Österreich hatten wir also hinter uns gelassen und befinden uns nun in
Budapest, der wunderschönen alten Stadt an der Donau.
Am
19.9.89 begannen die Vortragsreihen der Konferenz. Kurz vorher aber mussten wir uns erst einmal auf dem nicht allzu weit entfernt gelegenen Westbahnhof Budapest-Nyugati pu. umschauen, den man hier in
Mäpps-Google gut erkennen kann.
Übrigens: die Abkürzung pu hinter dem Bahnhofsnahmen bedeutet "pályaudvar" und bedeutet schlicht "Bahnhof".
Zunächst waren wir mit der Fotografiererei etwas unschlüssig. Aber als wir dann am Außenbahnsteig als unsere erste ungarische Ellok die V43,1312 schön im warmen Sonnenlicht stehen sahen, trauten wir uns – bei dem langen Mitteleinstiegswagenzug
(Bild 1):
V43,1312 gehört zu
der Standard-Ellokbaureihe in Ungarn, die auf eine Prototyplieferung von Krupp (V43,1001 – 1007, Baujahr 1963, Fabriknummern 4384-4390) im Rahmen der 50 Hertz-Arbeitsgemeinschaft für die MÁV zurückgeht. Als Lizenzbauten fertigte die ungarische Lokfabrik Ganz-Mávag weitere 372 Lokomotiven, die teilweise auch bei der GySEV / RÖEE eingesetzt wurden bzw. werden.
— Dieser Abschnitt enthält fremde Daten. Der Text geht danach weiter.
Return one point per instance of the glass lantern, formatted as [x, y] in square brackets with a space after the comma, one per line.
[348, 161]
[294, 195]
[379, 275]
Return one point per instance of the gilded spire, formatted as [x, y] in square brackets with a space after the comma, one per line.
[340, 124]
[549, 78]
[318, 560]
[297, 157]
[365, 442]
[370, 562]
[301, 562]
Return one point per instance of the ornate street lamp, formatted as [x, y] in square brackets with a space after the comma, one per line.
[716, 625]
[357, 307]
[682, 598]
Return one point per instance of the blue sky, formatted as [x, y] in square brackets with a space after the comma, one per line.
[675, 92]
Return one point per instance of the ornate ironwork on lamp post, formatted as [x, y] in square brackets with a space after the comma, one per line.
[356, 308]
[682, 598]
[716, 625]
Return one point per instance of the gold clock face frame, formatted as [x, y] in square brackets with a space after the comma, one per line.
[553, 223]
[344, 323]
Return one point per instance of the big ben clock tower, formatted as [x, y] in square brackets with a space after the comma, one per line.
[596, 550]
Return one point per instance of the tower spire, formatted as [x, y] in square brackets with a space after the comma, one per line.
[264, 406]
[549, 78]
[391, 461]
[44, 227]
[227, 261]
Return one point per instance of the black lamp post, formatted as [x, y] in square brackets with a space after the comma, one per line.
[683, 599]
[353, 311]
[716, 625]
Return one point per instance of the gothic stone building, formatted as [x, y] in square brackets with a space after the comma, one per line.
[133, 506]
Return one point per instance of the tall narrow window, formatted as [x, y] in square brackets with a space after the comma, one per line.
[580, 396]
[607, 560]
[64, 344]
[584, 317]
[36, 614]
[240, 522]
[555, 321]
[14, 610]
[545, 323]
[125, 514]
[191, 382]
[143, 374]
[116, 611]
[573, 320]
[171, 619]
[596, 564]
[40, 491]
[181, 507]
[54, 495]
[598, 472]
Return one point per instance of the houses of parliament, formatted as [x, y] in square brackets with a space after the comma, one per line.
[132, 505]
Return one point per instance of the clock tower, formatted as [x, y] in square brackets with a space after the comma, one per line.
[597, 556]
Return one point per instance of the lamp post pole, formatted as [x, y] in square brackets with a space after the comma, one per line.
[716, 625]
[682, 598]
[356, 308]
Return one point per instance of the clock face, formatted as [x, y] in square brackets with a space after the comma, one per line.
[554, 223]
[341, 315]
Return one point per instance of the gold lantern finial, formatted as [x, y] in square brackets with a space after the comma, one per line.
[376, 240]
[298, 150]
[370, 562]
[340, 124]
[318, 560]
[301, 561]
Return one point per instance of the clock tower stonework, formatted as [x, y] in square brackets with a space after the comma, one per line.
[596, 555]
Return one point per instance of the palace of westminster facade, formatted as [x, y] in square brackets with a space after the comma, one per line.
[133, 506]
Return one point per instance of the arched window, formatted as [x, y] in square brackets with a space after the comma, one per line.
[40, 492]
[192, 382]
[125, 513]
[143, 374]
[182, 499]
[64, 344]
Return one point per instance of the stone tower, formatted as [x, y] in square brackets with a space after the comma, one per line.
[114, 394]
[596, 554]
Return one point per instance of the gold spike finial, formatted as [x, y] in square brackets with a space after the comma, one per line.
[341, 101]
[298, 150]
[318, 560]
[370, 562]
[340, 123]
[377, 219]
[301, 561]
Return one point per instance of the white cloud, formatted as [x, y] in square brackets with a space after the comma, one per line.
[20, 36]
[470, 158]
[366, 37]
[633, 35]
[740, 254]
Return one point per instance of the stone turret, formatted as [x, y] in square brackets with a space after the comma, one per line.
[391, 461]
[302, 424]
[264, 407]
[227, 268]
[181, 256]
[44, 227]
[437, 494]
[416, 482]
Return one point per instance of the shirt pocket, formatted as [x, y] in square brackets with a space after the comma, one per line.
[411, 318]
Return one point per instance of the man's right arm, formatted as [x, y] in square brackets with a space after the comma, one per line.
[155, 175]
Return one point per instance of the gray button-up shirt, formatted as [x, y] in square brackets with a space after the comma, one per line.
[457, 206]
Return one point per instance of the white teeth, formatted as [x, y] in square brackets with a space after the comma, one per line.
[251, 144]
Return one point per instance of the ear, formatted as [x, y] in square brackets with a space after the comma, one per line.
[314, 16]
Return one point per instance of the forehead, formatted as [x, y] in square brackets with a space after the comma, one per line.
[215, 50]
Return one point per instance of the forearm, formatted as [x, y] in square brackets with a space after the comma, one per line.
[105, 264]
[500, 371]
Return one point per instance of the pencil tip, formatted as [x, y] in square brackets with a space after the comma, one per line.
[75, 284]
Nach französischem Vorbild sind die Loks leider mit gleisunfreundlichen Monomoteur-Drehgestellen ausgerüstet, weshalb man bei der MÁV immer mal wieder über einen Umbau nachdenkt.
Die Fertigung der ersten sieben Lokomotiven bei Krupp konnte auf einem Prospekt-Titelbild der damaligen Lokomotiv-Export-Union (LEU) erkannt werden:
In meinem Teil 3 der
Krupp-Werksbahn hatte ich geschrieben:
"Dieses Bild war das Titelbild eines Werbeprospektes für die Lokomotiv-Export-Union (LEU), in der sich Krupp, Krauss Maffei und die MaK (damaliger Name noch "Atlas-MaK") zusammen gefunden hatten, um deren Produkte gemeinsam zu vermarkten. Wir erkennen in der linken Fertigungsstraße die E50-Fertigung; vorne ein auf dem Kopf liegender Hauptrahmen, bei dem man die Drehzapfen erkennt; anschließend ein "richtig herum" liegender Hauptrahmen, der bereits die Seiten und das mittlere Dach besitzt. Weiter hinten erkennen wir fertige Führerhäuser bis hin zu einer fast fertigen Lokomotive, noch im Grundieranstrich.
Die rechte Fertigungsstraße zeigt alle sieben Exportlokomotiven der Reihe V43 für die Ungarische Staatsbahn MÁV (Fahrzeugnummern V43,1001 – 1007, Fabriknummern 4384 – 4390), die im Rahmen der 50-Hz-Arbeitsgemeinschaft im Jahre 1963 gefertigt wurden. Der elektrische Teil stammt von Alsthom, damals noch mit "h" geschrieben. Am Ende sehen wir weitere DB-Einheitselloks. Der Platz zwischen den beiden Fertigungsstraßen wird als Lagerraum für Lokbauteile genutzt; in der Mitte hinten erkennt man sogar einen weiteren E50-Rohbau.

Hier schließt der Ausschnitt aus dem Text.